As an asset-backed security with a stable income, Sukuk may be seen as an Islamic equivalent of bond. However, fixed income interest bearing bonds are not permissible in Islam, hence Sukuk should comply with investment principles within the Islamic law, which prohibits the charging, or paying of interest. The main condition for issuance of Sukuk is the existence of assets on the balance sheet of the issuing entity that wants to mobilise its financial resources (Treasury and Capital Market Operations; IIBI; 2009). The issuer of a Sukuk sells an investor the certificate, who then rents it back to the issuer for a predetermined rental fee. The issuer also makes a contractual promise to buy back the bonds at a future date at par value. The claim embodied in Sukuk is not simply a claim to cash flow but an ownership claim. A Sukuk basically represents either a proportional or an undivided interest in an asset or pool of assets.
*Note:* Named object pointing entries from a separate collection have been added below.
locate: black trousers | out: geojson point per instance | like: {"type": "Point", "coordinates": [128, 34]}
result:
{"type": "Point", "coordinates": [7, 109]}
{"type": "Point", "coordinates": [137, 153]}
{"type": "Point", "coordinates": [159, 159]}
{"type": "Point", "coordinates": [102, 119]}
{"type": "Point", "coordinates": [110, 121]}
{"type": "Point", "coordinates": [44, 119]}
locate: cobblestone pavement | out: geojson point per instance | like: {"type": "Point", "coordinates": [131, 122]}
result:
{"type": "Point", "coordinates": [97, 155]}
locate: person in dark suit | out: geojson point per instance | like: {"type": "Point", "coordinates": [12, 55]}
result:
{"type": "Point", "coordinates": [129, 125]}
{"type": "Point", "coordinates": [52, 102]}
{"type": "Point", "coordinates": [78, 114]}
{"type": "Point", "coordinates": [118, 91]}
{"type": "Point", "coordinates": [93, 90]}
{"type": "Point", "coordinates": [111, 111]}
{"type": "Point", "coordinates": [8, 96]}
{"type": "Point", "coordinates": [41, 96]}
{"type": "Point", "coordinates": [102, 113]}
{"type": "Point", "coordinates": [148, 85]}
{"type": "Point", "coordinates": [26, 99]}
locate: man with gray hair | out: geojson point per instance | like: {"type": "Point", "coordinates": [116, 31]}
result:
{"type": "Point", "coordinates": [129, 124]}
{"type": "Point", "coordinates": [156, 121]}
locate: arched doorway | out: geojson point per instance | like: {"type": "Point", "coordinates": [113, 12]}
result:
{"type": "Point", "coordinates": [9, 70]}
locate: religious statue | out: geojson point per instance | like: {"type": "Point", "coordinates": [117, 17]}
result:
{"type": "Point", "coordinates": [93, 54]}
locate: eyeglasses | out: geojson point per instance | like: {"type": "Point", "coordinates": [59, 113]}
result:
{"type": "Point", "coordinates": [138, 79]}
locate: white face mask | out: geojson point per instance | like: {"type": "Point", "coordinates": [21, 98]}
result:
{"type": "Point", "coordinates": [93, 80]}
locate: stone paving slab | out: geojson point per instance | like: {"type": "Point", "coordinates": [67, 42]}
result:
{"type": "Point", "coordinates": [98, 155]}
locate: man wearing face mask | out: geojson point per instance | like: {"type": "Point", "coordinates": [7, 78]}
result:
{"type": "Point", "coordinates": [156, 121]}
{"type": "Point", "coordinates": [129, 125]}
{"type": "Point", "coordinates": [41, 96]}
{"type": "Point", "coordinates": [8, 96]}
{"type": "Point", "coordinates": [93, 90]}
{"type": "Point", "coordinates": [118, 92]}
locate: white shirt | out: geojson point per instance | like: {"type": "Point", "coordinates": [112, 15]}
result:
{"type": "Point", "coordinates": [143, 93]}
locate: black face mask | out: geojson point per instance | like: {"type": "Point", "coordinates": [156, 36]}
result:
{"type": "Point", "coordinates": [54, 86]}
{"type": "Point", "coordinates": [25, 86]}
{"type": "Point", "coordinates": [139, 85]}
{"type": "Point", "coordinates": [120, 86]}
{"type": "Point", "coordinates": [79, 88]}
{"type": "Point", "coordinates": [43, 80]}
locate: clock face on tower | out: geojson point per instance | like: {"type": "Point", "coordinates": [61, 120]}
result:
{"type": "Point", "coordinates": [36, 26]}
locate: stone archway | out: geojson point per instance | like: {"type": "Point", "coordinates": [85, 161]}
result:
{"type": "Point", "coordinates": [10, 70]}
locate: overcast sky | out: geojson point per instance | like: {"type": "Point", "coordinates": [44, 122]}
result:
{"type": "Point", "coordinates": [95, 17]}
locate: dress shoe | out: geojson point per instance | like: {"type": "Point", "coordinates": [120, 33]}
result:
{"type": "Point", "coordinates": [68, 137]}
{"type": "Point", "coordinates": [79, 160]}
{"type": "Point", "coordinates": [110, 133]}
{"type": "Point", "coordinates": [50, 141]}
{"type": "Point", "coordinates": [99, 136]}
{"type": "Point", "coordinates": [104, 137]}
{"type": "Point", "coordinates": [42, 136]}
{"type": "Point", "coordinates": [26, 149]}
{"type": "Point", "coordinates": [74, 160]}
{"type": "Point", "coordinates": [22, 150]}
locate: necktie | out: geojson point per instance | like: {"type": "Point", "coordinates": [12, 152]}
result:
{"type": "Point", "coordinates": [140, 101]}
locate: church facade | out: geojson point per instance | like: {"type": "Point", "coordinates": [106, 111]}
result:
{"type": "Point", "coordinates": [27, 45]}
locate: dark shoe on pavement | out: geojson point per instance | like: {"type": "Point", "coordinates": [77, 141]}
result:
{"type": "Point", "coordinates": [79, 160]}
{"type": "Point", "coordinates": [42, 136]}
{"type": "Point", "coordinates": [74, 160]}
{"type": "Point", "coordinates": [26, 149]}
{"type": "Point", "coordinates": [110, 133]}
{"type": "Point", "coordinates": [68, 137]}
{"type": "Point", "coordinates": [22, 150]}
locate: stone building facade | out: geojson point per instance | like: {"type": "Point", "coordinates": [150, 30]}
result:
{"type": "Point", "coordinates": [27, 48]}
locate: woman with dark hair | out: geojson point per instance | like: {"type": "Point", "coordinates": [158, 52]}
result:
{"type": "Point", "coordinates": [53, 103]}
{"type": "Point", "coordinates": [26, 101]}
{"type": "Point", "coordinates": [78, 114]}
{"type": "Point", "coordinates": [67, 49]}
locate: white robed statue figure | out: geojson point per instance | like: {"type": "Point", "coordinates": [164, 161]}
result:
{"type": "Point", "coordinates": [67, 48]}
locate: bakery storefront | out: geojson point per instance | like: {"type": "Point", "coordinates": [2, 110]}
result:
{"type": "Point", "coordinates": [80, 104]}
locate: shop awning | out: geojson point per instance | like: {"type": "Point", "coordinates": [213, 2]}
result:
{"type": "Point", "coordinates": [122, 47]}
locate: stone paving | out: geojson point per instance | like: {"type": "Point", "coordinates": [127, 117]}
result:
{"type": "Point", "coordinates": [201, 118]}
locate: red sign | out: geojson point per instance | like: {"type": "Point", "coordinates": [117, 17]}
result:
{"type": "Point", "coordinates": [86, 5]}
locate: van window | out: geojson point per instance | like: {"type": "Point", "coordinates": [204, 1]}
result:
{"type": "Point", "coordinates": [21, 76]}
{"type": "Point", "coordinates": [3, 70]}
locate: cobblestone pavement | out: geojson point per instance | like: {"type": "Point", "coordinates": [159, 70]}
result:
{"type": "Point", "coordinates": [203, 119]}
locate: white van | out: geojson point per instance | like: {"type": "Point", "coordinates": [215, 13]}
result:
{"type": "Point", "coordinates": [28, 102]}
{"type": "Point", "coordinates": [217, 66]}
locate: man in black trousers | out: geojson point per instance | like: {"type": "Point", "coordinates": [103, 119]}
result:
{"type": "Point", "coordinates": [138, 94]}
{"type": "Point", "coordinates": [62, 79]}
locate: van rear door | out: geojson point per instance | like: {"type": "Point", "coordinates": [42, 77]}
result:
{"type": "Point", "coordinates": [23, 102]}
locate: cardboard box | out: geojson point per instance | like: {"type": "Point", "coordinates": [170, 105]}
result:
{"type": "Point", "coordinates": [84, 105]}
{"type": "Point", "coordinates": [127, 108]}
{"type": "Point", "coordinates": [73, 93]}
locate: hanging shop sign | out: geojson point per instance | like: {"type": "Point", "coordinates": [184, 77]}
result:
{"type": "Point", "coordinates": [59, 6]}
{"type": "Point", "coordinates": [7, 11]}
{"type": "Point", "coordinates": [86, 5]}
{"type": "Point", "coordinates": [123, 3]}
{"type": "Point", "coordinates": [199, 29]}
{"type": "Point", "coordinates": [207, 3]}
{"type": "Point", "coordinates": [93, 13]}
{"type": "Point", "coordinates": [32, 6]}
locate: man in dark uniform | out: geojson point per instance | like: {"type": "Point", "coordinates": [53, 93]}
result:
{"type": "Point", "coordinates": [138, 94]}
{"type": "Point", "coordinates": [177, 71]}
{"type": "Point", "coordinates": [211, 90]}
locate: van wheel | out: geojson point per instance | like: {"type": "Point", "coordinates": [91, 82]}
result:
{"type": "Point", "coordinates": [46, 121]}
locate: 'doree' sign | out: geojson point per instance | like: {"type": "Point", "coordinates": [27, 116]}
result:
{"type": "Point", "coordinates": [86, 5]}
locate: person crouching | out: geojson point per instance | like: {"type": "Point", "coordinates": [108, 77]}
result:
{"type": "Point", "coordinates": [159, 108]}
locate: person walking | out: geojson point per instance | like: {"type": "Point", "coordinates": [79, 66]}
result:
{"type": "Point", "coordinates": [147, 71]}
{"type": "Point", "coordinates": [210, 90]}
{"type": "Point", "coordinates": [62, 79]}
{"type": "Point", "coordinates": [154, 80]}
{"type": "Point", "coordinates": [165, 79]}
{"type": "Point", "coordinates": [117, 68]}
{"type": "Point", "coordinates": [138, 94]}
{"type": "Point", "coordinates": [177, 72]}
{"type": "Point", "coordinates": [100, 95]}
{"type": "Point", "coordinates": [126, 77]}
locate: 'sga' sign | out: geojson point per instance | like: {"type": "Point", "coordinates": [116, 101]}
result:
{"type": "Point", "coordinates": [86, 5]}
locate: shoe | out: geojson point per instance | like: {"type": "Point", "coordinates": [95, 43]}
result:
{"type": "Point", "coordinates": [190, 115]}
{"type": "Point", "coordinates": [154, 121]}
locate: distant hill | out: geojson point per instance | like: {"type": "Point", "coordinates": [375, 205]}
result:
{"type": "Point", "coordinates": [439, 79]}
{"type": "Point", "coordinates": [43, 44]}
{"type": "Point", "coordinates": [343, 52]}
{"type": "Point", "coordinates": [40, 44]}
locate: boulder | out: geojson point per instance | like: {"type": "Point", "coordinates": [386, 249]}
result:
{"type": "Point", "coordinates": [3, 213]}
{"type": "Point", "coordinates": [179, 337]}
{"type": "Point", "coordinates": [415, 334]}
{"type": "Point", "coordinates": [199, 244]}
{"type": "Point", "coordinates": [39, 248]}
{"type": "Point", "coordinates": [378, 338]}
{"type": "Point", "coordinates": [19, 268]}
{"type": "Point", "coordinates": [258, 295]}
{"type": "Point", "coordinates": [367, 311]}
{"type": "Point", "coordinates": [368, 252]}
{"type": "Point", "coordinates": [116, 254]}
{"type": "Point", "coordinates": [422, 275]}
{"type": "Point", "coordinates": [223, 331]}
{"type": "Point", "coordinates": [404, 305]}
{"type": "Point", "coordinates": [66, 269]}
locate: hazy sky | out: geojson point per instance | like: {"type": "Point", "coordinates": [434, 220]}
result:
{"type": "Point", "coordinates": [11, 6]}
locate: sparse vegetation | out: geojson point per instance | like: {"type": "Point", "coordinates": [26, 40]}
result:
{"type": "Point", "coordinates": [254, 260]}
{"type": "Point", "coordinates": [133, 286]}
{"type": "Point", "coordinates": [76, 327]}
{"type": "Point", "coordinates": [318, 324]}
The degree of asset ownership rights subsequent to ownership interest carries the right to a proportionate share of cash flow or other benefits and risks of ownership.
Sukuk may have similar characteristics to conventional asset-backed bonds but are structured in accordance with Shari’ah and may be traded in the market. In fact, in conventional bonds the issuer is contractually obliged to pay regular interest to bond holders on specific dates; the amount of interest is determined as a fixed or a floating percentage of the capital, and bond issuer guarantee the return of principal when redeemed at maturity, regardless of whether the enterprise was profitable or not; whereas Sukuk are basically investment certificates consisting of ownership claims in a pool of assets where holders are entitled to share in the revenues generated by the Sukuk assets and share in the proceeds of the realization of the Sukuk assets. Expected returns on Sukuk are tied to the returns earned through the underlying assets. Another distinguishing feature of a Sukuk is that in instances where the certificate represents a debt to the holder, the certificate will not be tradable on the secondary market and instead is held until maturity or sold at par.
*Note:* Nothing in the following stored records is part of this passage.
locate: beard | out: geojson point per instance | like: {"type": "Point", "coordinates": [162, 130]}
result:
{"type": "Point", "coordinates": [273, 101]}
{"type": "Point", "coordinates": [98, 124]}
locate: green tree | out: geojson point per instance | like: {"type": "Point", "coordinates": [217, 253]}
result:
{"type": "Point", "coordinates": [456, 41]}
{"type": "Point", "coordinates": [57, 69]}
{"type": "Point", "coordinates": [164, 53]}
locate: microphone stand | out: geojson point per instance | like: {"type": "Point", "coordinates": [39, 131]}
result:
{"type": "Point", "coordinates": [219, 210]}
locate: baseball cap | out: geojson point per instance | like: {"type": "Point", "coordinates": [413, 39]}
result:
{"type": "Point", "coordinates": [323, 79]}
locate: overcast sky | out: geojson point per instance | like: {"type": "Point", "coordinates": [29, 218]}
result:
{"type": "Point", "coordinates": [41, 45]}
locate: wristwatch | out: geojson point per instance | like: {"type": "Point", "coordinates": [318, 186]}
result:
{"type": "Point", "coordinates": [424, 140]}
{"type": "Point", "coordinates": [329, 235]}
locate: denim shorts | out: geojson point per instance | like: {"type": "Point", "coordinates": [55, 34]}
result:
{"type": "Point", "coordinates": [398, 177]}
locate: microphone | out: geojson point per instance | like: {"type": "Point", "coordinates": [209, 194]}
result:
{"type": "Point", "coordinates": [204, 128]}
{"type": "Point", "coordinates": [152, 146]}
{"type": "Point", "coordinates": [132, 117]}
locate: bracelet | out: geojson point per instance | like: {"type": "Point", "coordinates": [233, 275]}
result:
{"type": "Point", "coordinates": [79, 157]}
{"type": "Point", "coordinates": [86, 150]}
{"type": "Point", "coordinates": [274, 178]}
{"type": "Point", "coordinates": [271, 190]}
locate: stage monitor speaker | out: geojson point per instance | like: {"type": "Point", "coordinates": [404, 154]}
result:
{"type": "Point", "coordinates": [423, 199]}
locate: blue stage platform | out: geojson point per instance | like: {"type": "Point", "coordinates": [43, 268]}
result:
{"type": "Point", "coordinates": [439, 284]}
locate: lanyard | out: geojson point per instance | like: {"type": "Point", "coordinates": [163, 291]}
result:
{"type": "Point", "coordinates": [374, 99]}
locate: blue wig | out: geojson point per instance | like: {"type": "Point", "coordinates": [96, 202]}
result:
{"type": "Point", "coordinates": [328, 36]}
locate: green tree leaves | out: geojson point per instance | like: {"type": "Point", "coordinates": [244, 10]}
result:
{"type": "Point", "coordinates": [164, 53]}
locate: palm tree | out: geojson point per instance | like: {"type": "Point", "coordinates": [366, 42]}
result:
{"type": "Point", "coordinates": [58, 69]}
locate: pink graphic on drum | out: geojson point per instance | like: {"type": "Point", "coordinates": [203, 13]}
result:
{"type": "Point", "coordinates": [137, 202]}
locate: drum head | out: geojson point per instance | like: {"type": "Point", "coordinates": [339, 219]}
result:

In addition, Sukuk should not simply be regarded as a substitute or an imitation for conventional interest-based securities, but rather as innovative types of assets that comply with the Shari’ah. Sukuk should be considered as a new asset class with a relatively attractive pricing. Income from securities must be related to the purpose for which the funding is used, and not simply comprise income that may be attributed to any form of interest; and securities should be backed by real underlying assets, rather than being simply paper derivatives. The accountabilities of the respective parties involved in Sukuk transactions should be defined in a transparent manner in the contract. Sukuk should be a means for the equitable distribution of wealth by allowing all investors to benefit from the true profits resulting from the enterprise in equal shares.